Assessment Validity, Reliability, and Appropriateness

The assessments used for program accountability must be valid, reliable, and appropriate. This has raised important questions for the field. What are features of assessments that make them valid, reliable, and appropriate? (For more detailed discussion of these issues, see American Educational Research Association, American Psychological Association, & National Council on Measurement in Education, 1999).

What makes an assessment valid?

Assessment is valid when the test, or other instrument, assesses what it is intended to measure, and when uses of the assessment results are only those for which the instrument was designed (Messick, 1989). This view takes into account both the validity of the test itself and the use of the test scores; a test's validity depends on what it is used for, in what contexts, and for what purposes. In terms of assessments used to fulfill NRS requirements, the answers to the questions shown below are important.

Does learner performance match the NRS descriptors?
How well does the test demonstrate learner progress?
How indicative of program quality are learner performances on the assessment?

Any assessment used for NRS purposes is valid only if the inferences made about the learners on the basis of the test scores can be related to the NRS descriptors, or what the learners can do (proficiency). The assessment also must be sensitive enough to learner gains to be able to show progress, since the quality of programs is to be judged by learner performance on the assessment.

What makes an assessment reliable?

An assessment is reliable if scores are consistent when the test is repeated on a population of individuals or groups. For example, if a learner takes a test once, then takes it again an hour later and maybe another hour after that, the learner should get about the same score each time, provided nothing else has changed.
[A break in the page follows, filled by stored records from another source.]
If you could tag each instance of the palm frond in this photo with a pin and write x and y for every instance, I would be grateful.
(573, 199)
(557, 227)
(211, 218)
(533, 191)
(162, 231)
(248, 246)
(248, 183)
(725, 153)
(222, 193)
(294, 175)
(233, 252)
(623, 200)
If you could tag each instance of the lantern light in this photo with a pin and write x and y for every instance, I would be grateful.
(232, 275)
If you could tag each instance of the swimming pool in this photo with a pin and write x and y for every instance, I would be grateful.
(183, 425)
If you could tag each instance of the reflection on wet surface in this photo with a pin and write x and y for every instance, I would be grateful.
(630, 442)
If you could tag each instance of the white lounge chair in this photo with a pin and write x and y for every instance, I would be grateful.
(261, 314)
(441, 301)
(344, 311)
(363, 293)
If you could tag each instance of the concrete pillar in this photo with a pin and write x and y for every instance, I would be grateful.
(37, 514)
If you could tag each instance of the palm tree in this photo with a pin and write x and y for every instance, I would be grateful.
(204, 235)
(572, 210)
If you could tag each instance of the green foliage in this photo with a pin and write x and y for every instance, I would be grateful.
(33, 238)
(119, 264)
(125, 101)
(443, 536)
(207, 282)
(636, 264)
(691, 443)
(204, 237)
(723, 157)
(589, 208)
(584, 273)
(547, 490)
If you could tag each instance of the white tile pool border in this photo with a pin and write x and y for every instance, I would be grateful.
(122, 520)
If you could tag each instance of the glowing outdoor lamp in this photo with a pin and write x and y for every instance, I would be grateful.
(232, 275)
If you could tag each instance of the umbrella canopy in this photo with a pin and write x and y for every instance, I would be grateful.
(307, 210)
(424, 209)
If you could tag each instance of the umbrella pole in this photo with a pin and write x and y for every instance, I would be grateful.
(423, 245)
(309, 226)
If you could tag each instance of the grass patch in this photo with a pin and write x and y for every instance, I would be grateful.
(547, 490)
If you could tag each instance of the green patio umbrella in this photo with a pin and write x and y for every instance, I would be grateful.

Test reliability can be affected by a number of factors: the test itself, the test administrator, the person who does the scoring, the testing procedures, the conditions under which the test is administered, or even the examinee. For example, an examinee might be feeling great the day of the pre-test but facing a family crisis on the day of the post-test.

Who has responsibility for ensuring that an assessment is reliable? The developers of the assessment must demonstrate that reliability can be achieved. Program staff using the assessment must administer it in the ways it is designed to be administered. Programs need to train the individuals who will administer the test so that it will be administered appropriately each time it is used, and they need to monitor its administration and scoring. Programs also must ensure that enough time (or hours of instruction) has passed for learners to show gains.